Bill and Ted Face the Music is a surprisingly sweet and funny wrapping up of the Bill & Ted films with the focus shifting as the heroes are older and just a bit wiser.
Sophy Romvari’s remarkable short documentary Still Processing looks at grief and memories in a moving and sadly beautiful way.
Mike Hoolboom’s experimental feature documentary about Canadian activist Judy Rebick, Judy Versus Capitalism, is personal and provides a biography and an immersion in the struggles for the rights of women in Canada.
Atlantis is an enigmatic Ukrainian science fiction film set in a future Ukraine devastated by war as a soldier dealing with PTSD tries to make some sense of his life. One of the most visually stunning films in recent years, it is deliberately-paced and the seemingly disconnected scenes start to coalesce into something remarkable as the film goes on.

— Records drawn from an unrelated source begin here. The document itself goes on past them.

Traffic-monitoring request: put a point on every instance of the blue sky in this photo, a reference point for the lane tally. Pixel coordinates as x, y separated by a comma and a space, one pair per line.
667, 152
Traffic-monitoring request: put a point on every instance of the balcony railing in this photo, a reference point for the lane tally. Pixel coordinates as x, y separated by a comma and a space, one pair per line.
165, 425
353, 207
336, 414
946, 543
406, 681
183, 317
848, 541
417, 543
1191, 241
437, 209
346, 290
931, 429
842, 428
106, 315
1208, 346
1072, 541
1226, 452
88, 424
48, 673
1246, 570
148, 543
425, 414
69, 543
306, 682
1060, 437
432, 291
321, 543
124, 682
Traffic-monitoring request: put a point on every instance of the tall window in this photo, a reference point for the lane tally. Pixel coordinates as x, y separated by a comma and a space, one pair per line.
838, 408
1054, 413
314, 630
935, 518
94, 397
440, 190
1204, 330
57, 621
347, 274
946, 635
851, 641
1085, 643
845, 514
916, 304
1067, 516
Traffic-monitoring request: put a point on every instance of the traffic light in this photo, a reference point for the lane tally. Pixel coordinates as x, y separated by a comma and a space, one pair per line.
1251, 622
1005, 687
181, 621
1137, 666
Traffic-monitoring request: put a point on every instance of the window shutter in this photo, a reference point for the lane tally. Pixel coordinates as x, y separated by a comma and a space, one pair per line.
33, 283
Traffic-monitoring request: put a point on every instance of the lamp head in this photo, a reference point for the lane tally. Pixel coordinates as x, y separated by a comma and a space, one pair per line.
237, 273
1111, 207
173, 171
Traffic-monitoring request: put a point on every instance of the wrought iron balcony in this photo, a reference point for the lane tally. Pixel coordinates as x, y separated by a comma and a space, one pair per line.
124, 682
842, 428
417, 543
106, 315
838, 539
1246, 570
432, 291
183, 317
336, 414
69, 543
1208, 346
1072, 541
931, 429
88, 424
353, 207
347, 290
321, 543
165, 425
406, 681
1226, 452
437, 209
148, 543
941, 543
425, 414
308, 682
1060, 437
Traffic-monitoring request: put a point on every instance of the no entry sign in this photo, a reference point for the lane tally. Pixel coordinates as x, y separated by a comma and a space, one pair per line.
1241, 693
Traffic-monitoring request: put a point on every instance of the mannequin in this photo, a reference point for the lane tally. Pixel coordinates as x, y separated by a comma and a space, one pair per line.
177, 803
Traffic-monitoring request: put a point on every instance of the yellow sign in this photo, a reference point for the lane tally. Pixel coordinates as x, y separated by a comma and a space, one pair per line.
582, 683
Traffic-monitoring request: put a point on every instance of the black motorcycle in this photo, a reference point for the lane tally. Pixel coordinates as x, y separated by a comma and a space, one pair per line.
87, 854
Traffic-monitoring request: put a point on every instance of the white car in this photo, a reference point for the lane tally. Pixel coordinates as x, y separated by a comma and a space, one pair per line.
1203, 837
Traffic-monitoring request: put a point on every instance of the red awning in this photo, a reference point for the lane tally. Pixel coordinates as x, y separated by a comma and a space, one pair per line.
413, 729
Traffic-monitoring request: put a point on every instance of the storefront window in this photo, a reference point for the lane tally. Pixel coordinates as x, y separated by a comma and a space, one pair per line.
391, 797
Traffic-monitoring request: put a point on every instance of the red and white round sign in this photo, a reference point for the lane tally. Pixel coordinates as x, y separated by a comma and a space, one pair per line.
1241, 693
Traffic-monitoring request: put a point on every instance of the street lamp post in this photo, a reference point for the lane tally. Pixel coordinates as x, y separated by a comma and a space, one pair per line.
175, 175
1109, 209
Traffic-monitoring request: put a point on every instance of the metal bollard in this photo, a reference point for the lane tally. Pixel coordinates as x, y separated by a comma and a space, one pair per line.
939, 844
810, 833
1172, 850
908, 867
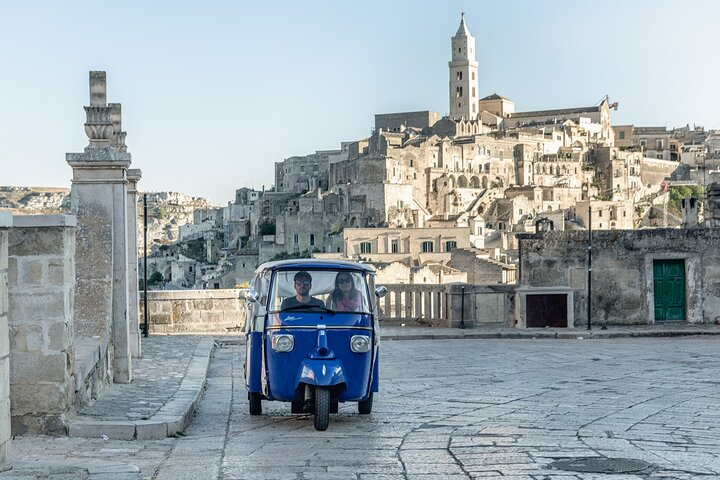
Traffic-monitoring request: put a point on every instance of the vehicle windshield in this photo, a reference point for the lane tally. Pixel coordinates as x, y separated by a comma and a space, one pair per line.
319, 291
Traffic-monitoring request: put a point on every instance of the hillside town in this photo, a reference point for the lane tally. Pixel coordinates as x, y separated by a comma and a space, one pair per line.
431, 199
492, 292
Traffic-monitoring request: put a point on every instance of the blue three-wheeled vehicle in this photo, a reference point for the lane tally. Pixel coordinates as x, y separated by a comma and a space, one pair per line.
312, 336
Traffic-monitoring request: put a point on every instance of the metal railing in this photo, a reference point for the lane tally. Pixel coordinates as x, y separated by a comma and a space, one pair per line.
417, 304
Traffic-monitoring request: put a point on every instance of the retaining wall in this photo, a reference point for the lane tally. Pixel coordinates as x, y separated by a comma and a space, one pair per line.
41, 272
5, 222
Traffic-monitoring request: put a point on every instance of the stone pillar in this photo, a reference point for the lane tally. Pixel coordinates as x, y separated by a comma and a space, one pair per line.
5, 223
133, 176
99, 200
41, 270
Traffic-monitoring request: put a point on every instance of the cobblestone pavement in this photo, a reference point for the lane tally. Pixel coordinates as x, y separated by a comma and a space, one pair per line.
458, 409
156, 377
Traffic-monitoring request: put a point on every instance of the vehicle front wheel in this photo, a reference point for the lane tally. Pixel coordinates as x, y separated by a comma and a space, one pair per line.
322, 408
365, 406
255, 403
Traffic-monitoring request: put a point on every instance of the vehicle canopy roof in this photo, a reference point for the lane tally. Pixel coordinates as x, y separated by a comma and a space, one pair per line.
315, 264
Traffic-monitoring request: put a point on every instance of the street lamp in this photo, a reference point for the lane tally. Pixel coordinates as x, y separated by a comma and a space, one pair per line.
145, 329
586, 189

A stylized and beautiful short from Sofia Bohdanowicz, Point and Line to Plane blends dealing with loss with art and history in a moving and understated way.
L.A. Tea Time is a fun documentary by Sophie Bédard Marcotte where she and her cinematographer set out on a road trip to hopefully meet up with Miranda July for tea. The journey is truly the reward and the self-referential film was filled with strange and lovely moments.